Jorge estaba más nervioso que de
costumbre, más gente de lo preciso sabía de aquella reunión; miraba por la
ventana esperando a ver quiénes de los que llegaban eran desconocidos o poco
frecuentes en las asambleas. La mayoría eras viejos conocidos, personas de
confianza, aunque en los momentos que se vivían nadie era de fiar, cualquiera
se podría vender por unas monedas.
De un coche flamante con
matrícula francesa, se bajaba un hombre mayor al que le faltaba un brazo; por
las apariencias, ese debía de ser el conferenciante que se estaba esperando
para dar un impulso nuevo al sindicalismo en España. Lo fue siguiendo con la mirada hasta que
entró en el establecimiento, luego se echó un rato sobre la cama. En su mente se conjugaban las
esperanzas de un nuevo tiempo con los sufrimientos del pasado. Le faltaba la respiración, tuvo que levantarse
al lavabo a lavarse la cara y sonarse los mocos con sabor a humo.

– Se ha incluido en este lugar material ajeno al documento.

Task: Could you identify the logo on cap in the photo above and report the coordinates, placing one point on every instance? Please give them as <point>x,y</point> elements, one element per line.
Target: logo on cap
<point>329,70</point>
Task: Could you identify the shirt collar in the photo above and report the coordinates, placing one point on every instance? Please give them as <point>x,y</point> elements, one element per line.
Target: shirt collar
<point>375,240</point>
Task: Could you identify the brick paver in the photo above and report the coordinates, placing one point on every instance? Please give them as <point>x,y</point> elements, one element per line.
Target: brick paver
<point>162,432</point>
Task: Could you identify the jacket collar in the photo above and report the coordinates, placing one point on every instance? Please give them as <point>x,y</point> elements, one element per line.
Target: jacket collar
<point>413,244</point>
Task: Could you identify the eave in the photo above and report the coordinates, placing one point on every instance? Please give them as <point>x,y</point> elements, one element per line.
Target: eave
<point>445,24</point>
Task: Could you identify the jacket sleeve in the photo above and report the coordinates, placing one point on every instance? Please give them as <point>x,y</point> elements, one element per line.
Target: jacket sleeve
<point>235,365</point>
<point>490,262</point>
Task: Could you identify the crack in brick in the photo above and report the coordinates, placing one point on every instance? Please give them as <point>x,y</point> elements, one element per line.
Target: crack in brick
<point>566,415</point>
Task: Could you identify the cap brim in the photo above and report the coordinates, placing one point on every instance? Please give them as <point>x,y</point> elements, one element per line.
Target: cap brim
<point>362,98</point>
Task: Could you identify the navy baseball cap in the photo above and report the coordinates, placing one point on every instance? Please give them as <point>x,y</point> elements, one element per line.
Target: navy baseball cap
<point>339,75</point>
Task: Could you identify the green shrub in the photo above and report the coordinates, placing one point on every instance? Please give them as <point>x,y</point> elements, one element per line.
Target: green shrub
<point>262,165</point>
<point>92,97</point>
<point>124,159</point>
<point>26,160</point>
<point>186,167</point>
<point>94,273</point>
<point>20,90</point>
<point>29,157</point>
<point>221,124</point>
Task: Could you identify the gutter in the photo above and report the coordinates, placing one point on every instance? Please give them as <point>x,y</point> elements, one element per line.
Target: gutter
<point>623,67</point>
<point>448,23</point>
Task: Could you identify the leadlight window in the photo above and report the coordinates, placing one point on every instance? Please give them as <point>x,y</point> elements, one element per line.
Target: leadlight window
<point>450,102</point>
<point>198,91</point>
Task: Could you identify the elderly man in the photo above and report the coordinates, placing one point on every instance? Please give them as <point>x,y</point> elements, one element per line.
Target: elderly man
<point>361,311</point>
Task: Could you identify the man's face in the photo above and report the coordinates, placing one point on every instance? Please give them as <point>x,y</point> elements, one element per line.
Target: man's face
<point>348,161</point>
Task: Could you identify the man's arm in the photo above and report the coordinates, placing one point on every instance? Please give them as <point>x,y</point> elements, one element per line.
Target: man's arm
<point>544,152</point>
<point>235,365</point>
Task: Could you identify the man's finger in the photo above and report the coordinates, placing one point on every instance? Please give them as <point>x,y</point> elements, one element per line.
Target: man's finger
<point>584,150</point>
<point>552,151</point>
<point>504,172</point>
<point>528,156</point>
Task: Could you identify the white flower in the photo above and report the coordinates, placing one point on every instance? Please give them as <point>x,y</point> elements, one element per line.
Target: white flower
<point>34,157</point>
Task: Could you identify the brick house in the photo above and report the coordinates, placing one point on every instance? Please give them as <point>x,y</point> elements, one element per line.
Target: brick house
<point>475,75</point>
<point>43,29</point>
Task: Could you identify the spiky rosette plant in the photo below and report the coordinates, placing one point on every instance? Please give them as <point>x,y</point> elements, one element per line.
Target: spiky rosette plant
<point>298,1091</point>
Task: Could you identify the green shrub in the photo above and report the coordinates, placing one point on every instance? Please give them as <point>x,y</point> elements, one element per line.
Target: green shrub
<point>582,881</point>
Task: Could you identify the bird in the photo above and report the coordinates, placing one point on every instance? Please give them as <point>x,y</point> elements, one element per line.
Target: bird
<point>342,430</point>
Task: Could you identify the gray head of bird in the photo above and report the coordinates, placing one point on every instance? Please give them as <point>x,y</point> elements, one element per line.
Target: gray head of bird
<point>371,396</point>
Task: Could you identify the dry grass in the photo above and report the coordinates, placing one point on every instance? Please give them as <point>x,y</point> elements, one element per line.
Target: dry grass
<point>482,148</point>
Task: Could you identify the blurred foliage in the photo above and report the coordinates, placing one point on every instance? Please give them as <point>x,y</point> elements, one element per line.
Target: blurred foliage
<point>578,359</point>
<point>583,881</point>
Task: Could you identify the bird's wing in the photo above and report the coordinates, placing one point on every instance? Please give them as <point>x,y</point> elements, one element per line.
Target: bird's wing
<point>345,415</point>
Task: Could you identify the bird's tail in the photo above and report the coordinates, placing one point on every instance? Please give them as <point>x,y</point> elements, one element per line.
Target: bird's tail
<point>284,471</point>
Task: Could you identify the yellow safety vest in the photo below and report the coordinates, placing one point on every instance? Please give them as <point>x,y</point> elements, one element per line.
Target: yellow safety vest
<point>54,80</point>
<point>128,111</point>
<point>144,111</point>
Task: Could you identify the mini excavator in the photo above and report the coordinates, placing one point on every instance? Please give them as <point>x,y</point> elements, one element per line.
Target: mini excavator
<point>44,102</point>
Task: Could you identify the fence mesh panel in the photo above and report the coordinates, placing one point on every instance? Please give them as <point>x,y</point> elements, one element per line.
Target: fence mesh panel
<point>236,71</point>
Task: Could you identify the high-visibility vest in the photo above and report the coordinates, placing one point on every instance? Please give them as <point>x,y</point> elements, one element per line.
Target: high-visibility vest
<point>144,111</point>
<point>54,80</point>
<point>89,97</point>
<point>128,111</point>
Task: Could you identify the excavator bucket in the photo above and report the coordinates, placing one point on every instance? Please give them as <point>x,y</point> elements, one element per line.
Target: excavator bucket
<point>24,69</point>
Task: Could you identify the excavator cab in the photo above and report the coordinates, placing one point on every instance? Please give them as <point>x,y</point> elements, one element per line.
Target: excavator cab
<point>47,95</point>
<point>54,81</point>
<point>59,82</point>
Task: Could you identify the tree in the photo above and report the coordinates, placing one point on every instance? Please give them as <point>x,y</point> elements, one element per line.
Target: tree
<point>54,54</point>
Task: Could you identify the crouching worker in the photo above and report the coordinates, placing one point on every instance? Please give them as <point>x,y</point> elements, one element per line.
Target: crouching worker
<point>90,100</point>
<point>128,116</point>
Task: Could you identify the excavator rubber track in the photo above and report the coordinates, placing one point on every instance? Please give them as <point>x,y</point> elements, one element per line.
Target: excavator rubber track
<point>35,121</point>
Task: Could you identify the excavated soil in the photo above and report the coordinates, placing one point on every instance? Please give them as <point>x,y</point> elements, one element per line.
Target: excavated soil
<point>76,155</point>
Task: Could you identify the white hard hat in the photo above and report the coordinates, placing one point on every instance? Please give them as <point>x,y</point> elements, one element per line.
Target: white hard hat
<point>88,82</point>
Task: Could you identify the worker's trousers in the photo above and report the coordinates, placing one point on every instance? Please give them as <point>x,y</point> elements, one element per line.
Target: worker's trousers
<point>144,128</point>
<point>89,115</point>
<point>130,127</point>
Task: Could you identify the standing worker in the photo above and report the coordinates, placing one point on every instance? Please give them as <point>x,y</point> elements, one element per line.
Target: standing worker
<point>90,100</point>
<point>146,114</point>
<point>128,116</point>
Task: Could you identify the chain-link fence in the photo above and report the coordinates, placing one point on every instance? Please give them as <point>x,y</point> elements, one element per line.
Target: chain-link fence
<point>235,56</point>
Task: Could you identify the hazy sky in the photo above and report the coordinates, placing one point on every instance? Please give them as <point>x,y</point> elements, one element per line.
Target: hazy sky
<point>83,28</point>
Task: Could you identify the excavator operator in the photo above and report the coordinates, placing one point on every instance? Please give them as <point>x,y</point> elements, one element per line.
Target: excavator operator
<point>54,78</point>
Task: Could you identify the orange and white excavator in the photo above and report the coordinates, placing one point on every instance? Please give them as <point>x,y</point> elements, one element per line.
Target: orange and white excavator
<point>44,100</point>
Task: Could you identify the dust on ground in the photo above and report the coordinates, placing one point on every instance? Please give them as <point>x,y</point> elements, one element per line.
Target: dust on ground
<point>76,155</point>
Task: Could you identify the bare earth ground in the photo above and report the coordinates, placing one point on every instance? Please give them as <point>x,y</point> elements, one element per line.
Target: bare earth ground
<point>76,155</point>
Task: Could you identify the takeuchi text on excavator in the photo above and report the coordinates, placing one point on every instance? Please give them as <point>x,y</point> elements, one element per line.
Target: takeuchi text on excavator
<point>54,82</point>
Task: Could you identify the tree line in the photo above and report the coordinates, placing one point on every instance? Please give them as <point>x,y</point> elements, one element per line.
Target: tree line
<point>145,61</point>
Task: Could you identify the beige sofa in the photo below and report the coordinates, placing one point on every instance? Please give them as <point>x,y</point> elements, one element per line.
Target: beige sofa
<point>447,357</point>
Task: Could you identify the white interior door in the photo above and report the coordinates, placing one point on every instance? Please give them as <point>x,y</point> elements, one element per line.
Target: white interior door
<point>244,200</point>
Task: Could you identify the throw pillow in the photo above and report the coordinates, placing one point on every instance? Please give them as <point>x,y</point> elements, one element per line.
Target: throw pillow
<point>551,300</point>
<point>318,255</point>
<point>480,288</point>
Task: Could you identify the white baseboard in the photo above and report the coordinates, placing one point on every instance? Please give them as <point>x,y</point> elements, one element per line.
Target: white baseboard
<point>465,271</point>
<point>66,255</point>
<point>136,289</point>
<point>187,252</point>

En todas las habitaciones los cigarrillos
se consumían uno tras otro, la espera se hacía eterna, puño izquierdo cerrado
que estrujaba las ganas de ser levantado al aire en libertad, pero aún no era
el momento; los que sabían decían que había que esperar, no podía quedar mucho
tiempo ya.
Ya los visitantes y turistas de ese fin de
semana habían cogido el camino de regreso a sus lugares de trabajo.
Puerta
por puerta el recepcionista del hotel fue llamando. .- ya pueden bajar al comedor.
Allí tan solo los empleados y los
convocados; nadie más tenía que estar,
nadie más tenía que saber.
Mientras se terminaba de preparar el
comedor, se iban saludando y haciendo corrillos junto a la barra del bar;
comentaban reuniones pasadas y hacían reflexiones del avance obtenido en esos
años de dura lucha por sus derechos laborales.
Jorge no paraba de mirar a los lados
buscando al manco. Deseaba
verlo de cerca, mirar sus ojos y oír su nombre.
Por fin bajó las escaleras
escoltado por dos perros de traje y corbata;
¿Qué hacían allí esos tipos? Los trabajadores y el pueblo no necesitan
guardaespaldas con corbata, tan solo, unas condiciones de igualdad y un sueldo
digno.
Uno
de los más veteranos se acerco a recibirlo a pie de los peldaños:
.-camaradas, aquí os presento a Javier;
excombatiente del ejercito republicano y expatriado en Francia, donde es un
alto cargo de nuestro sindicato.
Tras un aplauso cerrado fue
saludando a todos y pasaron al comedor.
Acabada la cena, pasaron a otra sala; como era
habitual, varias filas de sillas alineadas, las que encaraban la mesa
presidencial donde se sentarían Javier y
un par de ellos a sus flancos.
Todo trascurría con tranquilidad, los de
la corbata en un rincón y Jorge situado cerca de una puerta lateral que daba al
monte por la parte trasera del hotel (tal y como días antes le habían indicado
por teléfono) esperaba nervioso.
--Algo estaba por suceder pero no sabía qué--.
De pronto se oyeron voces en la entrada,
tras las cortinas de las ventanas se dejaban adivinar luces azules, el hotel
estaba rodeado, la policía irrumpió en la sala con sus armas en alto y los
disparos de aviso impactaron en la escayola techo.
Jorge se aproximó a Javier y cogiéndolo
por el brazo lo sacó por aquella puerta lateral. Mientras el resto permanecían agazapados en
el suelo, boca abajo y con las manos sobre la cabeza.
Al salir se encontró con dos personas de
paisano y encapuchadas, que tras dejarlos salir cerraron la puerta.
Jorge era el único que había logrado
escapar de las esposas y el calabozo al menos con vida.
Javier (el manco) al amanecer, fue encontrado
a unos cuantos cientos de metros entre unos arbustos, tenía un tiro en la
pierna y otro en el pecho.
En su
mano derecha una pistola que aún olía a pólvora.
En su huida (tal vez) había sido
abatido por las “fuerzas del orden”.